- The Washington Times - Friday, March 28, 2003

What can you say about the men in a society that sends women to fight its wars?
The temptation is to call them cowards. That might be too harsh (or it might not be). Whatever and whoever they are, they ought to feel shame and mortification when they look upon the photographs of Shoshana Johnson, a 30-year-old single mother of a 2-year-old daughter, languishing in an Iraqi prison. We can only hope that what is probably happening to her, at the hands of men who are taught by their degraded culture and abased religion to regard women as throwaway vessels of their perversions, is not happening to her.
The capture of the courageous Miss Johnson, and the news that another brave young woman, Jessica Lynch, is dead has some of the aging radical feminists beside themselves with pride and joy. Equal-opportunity death on the battlefield is the latest triumph of the feminist revolution. Body bags are the latest fashion, like something from the salons of Paris. (Just so the bags are for other women. Besides, the female casualties will be mostly poor whites and ghetto blacks, anyway.)
Miss Johnson's predicament, and the predicament of a little girl who may not see her mother again, is "heartbreaking," concedes Anne Applebaum in The Washington Post, "but it is not entirely unique. [Miss] Johnson's child is one of tens of thousands who have been left behind while their mothers or their mothers and fathers go off to war. Is there anything wrong with that?"
Miss Applebaum thinks not. She cites no less authority than an assistant secretary of the Navy in the Clinton (naturally) administration as proof that Miss Johnson should be grateful for what is happening to her: "After the long struggle for acceptance, higher-ranking women in particular loathe the idea of treating mothers and fathers differently."
Of course, the feminists demand that women be treated differently once they're in uniform. Claudia Kennedy a general, no less broke down in tears when one of her colleagues pinched her bottom. When she recovered her composure, she pursued the pincher until she got him cashiered from the Army.

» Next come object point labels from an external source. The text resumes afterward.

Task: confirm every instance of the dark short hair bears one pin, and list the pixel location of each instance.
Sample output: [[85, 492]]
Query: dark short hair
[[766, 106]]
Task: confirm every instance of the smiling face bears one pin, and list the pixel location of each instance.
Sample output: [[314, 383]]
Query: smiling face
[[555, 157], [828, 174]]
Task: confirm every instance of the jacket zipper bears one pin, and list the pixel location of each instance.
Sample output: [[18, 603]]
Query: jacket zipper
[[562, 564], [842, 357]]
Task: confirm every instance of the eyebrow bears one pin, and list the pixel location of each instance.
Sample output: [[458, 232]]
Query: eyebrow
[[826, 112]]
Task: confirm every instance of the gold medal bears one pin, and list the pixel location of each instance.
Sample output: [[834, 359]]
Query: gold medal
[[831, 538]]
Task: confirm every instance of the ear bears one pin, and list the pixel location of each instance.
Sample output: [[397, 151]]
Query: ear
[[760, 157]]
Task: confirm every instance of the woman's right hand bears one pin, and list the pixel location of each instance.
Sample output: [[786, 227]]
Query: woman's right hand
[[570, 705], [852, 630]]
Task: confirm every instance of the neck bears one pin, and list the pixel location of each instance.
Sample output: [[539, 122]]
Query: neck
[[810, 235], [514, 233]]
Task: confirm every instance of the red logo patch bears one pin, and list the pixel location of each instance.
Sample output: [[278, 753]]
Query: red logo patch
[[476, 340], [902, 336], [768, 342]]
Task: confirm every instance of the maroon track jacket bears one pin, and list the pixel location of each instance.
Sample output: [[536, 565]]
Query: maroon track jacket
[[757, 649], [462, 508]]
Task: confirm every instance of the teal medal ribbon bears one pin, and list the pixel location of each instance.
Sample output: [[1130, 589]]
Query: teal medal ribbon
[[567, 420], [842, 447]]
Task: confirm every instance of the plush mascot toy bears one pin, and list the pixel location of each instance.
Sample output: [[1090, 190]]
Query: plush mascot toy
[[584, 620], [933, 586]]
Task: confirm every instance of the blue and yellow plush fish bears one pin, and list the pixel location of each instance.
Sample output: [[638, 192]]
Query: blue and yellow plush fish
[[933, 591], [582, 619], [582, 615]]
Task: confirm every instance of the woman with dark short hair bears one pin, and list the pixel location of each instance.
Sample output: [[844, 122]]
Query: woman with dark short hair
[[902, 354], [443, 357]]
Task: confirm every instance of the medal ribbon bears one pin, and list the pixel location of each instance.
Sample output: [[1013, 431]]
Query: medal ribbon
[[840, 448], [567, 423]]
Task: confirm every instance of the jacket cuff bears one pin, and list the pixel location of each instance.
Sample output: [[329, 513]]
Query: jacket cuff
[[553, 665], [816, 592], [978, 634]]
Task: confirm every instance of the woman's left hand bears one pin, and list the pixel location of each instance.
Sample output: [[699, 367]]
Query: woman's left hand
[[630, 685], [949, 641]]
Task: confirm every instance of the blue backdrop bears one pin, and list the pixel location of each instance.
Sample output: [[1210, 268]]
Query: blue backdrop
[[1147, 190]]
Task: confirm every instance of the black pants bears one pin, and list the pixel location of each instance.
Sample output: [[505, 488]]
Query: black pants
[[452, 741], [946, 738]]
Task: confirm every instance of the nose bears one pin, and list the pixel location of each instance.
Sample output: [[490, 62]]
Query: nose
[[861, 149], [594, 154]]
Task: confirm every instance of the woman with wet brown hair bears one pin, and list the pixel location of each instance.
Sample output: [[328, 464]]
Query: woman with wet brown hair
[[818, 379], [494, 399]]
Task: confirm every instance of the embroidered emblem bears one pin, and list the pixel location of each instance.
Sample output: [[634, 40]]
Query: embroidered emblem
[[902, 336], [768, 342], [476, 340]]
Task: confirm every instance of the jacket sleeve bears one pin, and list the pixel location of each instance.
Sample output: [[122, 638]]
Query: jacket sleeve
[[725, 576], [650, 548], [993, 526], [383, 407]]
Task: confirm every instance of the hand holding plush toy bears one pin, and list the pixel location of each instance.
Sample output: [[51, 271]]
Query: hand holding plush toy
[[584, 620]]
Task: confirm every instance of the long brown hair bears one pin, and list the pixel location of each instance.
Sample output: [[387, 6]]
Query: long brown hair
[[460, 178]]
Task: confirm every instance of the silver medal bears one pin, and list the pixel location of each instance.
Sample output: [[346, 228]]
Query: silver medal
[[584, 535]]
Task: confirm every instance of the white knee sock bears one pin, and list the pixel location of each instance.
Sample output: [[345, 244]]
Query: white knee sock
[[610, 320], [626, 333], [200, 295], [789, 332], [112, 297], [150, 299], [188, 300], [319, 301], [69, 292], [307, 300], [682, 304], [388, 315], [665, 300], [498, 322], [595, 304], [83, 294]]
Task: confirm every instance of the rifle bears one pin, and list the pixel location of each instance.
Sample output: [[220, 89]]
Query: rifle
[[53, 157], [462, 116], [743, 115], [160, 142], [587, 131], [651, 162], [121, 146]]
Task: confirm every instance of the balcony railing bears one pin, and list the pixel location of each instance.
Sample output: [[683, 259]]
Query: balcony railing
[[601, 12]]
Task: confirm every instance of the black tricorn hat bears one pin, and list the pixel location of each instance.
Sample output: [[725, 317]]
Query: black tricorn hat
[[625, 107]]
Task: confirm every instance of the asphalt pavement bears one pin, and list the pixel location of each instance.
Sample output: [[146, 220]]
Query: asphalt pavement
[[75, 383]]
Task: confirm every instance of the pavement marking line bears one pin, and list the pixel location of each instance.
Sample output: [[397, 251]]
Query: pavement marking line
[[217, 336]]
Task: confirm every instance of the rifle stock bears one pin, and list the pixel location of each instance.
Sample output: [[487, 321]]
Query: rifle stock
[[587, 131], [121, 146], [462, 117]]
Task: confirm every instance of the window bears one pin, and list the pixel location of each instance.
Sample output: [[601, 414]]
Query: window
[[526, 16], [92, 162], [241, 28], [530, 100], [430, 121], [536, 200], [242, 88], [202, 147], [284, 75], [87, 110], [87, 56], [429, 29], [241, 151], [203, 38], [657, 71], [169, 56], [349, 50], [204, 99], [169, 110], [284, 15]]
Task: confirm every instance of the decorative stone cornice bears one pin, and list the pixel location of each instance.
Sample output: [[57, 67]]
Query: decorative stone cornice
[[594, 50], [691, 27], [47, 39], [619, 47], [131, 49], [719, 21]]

Shoshana Johnson would gladly settle for a hard pinch this morning.
The spoiled-brat feminists have no understanding of what combat is about and no interest in finding out. Miss Applebaum likens soldiering to lawyering, and suggests that lady soldiers should get the kind of maternity leave available in any white-shoe law firm. They should have the right to take off to raise their children and return to military service a year later, or five years later, and maybe soldier a couple of days a week. "The military now needs to catch up to the civilian world," she writes. If you can wrestle with a writ and confront a tort without trembling, surely you can aim a mortar or fire a rocket-propelled grenade.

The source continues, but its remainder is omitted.